Granddaughters can be unnerving.
Eclipsing even the considerable skills honed by their mothers and grandmothers over the decades, granddaughters can cut their grandfathers down to size in a single unguarded moment.
The other day, for instance, my 7-year-old granddaughter, Eva, sat beside me on the couch scrutinizing the deep crevices of my ancient face. She was fascinated. Unexpectedly, she emitted a sharp little yelp.
"Opa!" she squealed, brimming with wonder. "Do you know that you have a hair growing on your nose?"
Not under my nose, mind you. Not in my nose. On my nose.
Oh, the humanity!
"Well, uh, yes, I guess I have known that for some time," I stammered as I faced my accuser. As a rule, I try not to look too closely at my visage. I subscribe to the axiom: What I don't know can't hurt me. It's my personal defense against nature's appalling inequities.
Eva couldn't take her beautiful hazel eyes off my nose. She was transfixed. Unfortunately, sitting next to us on the couch was Eva's oma, my wife, Hedy.
"Let me see," Hedy eagerly intruded, as she somewhat indelicately pulled my face toward hers. "Eva is right, dear," she confirmed after a brief inspection. "You have a hair growing on top of your nose."
Now, three of us — make that four or five when my readership becomes fully informed — know my dirty little secret.
As my wife examined my mid-face Scarlet Letter, she giggled and said, "How strange."
Hedy sprang to her feet and hustled to the bathroom. She returned with a pair of tweezers, and the situation was soon rectified. I need not describe her corrective in detail. Suffice it to say my proboscis no longer harbors an errant whisker.
I tell this story to illustrate the fact that we grandfathers willingly abide myriad humiliations for the express purpose of indulging our sweet granddaughters. We wouldn't permit similar indignities heaped on us by grandsons.
Grandfathers have special relationships with granddaughters. I should know; I have six between the ages of 2 and 12. I've always considered myself a soft touch for my three daughters. Now, with six granddaughters, I don't stand a chance.
For instance, I'm called "opa" because of my wife's Dutch/Indonesian heritage. Our daughters, as they grew up, called Hedy's father and mother opa and oma, respectively — Dutch endearments for "grandpa" and "grandma". Our daughter taught this to our first grandchild — a boy — in the cradle.
But my eldest three granddaughters have added a twist. Over the past couple of years, they've taken to calling me "opie-dopey." Why? I'm not sure, but they delight in it.
Those three girls live in North Carolina and each displays a thick southern drawl, yet they purposely fabricate "Noo Yawk" accents and regale me with: "How ya doin', opie dopey?" They think this is hilarious.
Me? I'm just a simple opa. I've learned to roll with the punches.
How about playing tea party? Yeah, I've learned to do that, even to the point of employing a hoisted pinky with my teacup. I slurp with judiciousness.
Or how about sitting quietly and watching impromptu living room dance recitals or choreographed renditions of "High School Musical," "Wicked" or "Les Miz?" Yep. Been there too.

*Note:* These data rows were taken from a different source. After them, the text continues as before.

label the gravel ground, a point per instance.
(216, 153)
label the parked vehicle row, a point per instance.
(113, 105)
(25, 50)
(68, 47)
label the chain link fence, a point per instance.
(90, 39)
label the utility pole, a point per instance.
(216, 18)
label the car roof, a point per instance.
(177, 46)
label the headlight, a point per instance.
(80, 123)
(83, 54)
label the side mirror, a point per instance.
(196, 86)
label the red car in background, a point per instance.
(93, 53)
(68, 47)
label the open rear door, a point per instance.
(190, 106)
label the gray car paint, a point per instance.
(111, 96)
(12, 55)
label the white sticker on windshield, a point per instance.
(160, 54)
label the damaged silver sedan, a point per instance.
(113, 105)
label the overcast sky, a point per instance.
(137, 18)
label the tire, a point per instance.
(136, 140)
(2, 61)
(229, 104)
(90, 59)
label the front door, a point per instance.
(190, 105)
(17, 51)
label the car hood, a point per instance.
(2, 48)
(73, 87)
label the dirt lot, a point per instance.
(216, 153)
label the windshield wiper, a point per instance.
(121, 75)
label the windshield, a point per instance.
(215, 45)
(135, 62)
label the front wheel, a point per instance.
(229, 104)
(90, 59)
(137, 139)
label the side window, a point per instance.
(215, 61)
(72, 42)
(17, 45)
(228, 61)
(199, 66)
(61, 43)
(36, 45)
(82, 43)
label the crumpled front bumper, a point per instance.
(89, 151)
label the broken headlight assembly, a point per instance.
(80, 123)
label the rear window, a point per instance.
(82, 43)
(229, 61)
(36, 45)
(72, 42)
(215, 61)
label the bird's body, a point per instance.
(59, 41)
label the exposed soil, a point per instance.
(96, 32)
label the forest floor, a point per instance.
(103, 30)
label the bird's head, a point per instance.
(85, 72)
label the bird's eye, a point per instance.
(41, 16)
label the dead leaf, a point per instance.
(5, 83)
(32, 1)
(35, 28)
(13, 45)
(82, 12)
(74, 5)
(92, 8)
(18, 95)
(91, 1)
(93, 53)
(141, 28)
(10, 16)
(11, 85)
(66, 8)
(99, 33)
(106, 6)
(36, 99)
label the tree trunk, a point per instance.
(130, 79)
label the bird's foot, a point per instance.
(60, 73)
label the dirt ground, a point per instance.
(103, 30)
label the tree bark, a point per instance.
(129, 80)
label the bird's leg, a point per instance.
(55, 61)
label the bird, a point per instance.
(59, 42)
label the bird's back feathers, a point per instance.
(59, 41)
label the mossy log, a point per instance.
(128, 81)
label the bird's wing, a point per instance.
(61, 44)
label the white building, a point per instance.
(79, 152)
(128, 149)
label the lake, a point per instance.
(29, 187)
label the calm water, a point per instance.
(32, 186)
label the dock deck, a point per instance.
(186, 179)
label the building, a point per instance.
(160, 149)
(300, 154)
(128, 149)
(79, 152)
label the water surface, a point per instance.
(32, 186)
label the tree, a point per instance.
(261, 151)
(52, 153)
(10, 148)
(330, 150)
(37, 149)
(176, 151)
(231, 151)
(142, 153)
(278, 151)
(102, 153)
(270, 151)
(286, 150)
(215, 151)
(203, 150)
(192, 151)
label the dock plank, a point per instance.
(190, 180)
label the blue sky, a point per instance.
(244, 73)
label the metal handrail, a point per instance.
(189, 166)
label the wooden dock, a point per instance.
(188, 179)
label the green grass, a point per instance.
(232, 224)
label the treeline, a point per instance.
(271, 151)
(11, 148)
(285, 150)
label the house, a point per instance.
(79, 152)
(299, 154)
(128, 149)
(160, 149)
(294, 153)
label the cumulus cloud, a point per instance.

Monopoly? I used to be the most ferocious player at that board game ever. As the banker, I'd steal blind my little brother and his friend from across the street. I'd rack up utilities and railroads, houses and hotels — and lotsa dough. Now, when I play the girls, I'm Mr. Pushover. I literally give my assets away.
Me win? Never.
The younger granddaughters love to play tic-tac-toe with me. Boy, Opa is dumb! What a nimrod. He always puts his "O" (Opa never gets to employ an "X") in the wrong box. The girls score three X's in a row with regularity.
The occasional "cat's game" is Opa's sole means for salvaging self-respect — which, come to think of it, he hasn't had much of since retirement.
Still, there's significant payoff.
I may be decidedly deficient in the dignity department, but as Opa … I rule!
JIM CARNETT lives in Costa Mesa. His column runs Wednesdays.